Einflussnahme auf Arbeitsvertrag
Von Angestellten in leitenden Positionen, die bei ihrer Einstellung den Inhalt des Arbeitsvertrages tatsächlich verhandeln können, einmal abgesehen, werden Arbeitsverträge nahezu ausschließlich und einseitig von dem Arbeitgeber vorformuliert und dem Arbeitnehmer gestellt. Eine echte Möglichkeit, auf den Arbeitsvertrag Einfluss zu nehmen, haben Arbeitnehmer selten. Dieser Aspekt kann sich in der Praxis für den Arbeitgeber häufig als Boomerang erweisen. Für derartige Verträge gilt nämlich, dass diese als allgemeine Geschäftsbedingungen (AGB) einer verschärften Überprüfung nach dem AGB-Recht, unter anderem dahingehend, ob eine unangemessene Benachteiligung des Vertragspartners vorliegt, unterliegen. Auf dieser Grundlage wurden von Arbeitsgerichten eine Vielzahl von Klauseln in Arbeitsverträgen als unwirksam angesehen, weil diese nicht mit dem AGB-Recht vereinbar waren. So auch in einem aktuell vor dem Bundesarbeitsgericht (BAG) verhandelten Fall, dessen Gegenstand eine arbeitsvertragliche Arbeitszeitregelung war, deren Unwirksamkeit sich nicht auf den ersten Blick, sondern erst bei näherer Betrachtung erschließt.
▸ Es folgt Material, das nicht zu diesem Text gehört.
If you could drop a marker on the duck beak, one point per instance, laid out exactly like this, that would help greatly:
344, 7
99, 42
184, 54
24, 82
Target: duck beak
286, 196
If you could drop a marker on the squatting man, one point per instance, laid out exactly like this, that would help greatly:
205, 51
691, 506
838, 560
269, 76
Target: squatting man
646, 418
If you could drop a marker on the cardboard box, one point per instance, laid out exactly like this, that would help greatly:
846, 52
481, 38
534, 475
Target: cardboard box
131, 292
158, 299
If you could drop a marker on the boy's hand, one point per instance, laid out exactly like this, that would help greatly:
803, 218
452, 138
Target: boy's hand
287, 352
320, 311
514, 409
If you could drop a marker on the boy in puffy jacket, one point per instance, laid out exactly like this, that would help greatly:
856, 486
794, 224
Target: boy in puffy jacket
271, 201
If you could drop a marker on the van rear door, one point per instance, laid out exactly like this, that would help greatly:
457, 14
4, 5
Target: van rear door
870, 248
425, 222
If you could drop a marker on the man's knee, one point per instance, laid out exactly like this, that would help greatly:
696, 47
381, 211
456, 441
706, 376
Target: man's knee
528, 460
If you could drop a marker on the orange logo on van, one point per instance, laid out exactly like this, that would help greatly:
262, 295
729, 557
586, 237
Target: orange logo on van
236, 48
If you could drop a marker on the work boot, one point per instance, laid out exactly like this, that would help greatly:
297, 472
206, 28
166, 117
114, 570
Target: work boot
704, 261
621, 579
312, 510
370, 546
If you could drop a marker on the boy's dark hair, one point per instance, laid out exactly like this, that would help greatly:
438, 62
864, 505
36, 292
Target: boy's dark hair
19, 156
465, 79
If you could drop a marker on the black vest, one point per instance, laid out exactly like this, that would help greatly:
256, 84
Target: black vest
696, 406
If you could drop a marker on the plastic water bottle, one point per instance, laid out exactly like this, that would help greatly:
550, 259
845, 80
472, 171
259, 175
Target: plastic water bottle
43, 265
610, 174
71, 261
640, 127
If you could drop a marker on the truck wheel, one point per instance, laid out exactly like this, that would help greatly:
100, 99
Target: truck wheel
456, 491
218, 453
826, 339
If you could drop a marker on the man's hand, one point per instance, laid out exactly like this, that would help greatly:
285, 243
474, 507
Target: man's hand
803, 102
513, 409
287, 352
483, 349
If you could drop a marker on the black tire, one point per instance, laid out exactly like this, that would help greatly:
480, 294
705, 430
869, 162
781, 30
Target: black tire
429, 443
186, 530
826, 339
Vorformulierter Arbeitsvertrag
Der beklagte Arbeitgeber, ein Unternehmen im Wach- und Sicherheitsgewerbe, beschäftigt den Arbeitnehmer als Flugsicherungskraft am Flughafen Köln/Bonn. Der von dem Arbeitgeber vorformulierte Arbeitsvertrag sah unter anderem folgende Regelung vor: “Der Angestellte ist verpflichtet, im monatlichen Durchschnitt 150 Stunden zu arbeiten, …”. Der Tarifvertrag für das Wach- und Sicherheitsgewerbe in Nordrhein-Westfalen regelt für Vollzeitbeschäftigte wiederum eine Mindestarbeitszeit von 160 Stunden im Monat. Der klagende Arbeitnehmer, der in der Vergangenheit durchschnittlich 188 Stunden im Monat arbeitete, sah die Bestimmung im Arbeitsvertrag als unwirksam an und verlangte von dem Arbeitgeber die Erhöhung der Arbeitszeit auf seine durchschnittliche Arbeitszeit, hilfsweise auf die tarifliche Arbeitszeit.
Urteil
Mit Urteil vom 21.06.2011 hat das BAG (Pressemitteilung Nr. 50/11) die vertragliche Arbeitszeitregelung als unwirksam angesehen und dem Kläger zum Teil Recht gegeben. Die Regelung, im monatlichen Durchschnitt 150 Stunden zu arbeiten, ist nicht klar und verständlich und benachteiligt damit den Arbeitnehmer unangemessen. Es bleibt nämlich unklar, innerhalb welchen Referenzzeitraumes die durchschnittliche Arbeitszeit erreicht werden muss. Ein Arbeitnehmer, der nur im monatlichen Durchschnitt 150 Stunden arbeiten muss, kann monatsweise diesen zeitlichen Umfang auch unterschreiten. Tatsächlich macht es aber einen erheblichen Unterschied, ob der Arbeitnehmer den Monatsschnitt von 150 Stunden z.B. innerhalb eines Zeitraumes von zwei Monaten oder innerhalb eines Jahres erfüllen muss. Wenn der Arbeitnehmer jedoch gar nicht weiß, innerhalb welchen Zeitraumes die Arbeitszeit auf das durchschnittliche Maß auszugleichen ist, wird er auch über den Umfang seiner Beschäftigung im Unklaren gelassen. Allerdings konnte der Arbeitnehmer nur eine Aufstockung seiner Arbeitszeit auf das tarifliche Maß von 160 Stunden im Monat verlangen.
Fazit:
Fazit aus dieser Entscheidung ist, dass auf die Gestaltung von Arbeitsverträgen besonderes Augenmerk zu legen ist. Nicht jede Regelung, die auf den ersten Blick unbedenklich erscheint, ist Im Ergebnis auch wirksam. Insoweit ist es erforderlich, vor Vertragsschluss gewissermaßen „um die Ecke zu denken”, um etwaige Folgen der Regelung zu erkennen, sowie die jeweilige arbeitsgerichtliche Rechtsprechung zu kennen. Letztendlich werden Arbeitsverträge nicht für die Einstellung, sondern erst für den späteren Streitfall gemacht.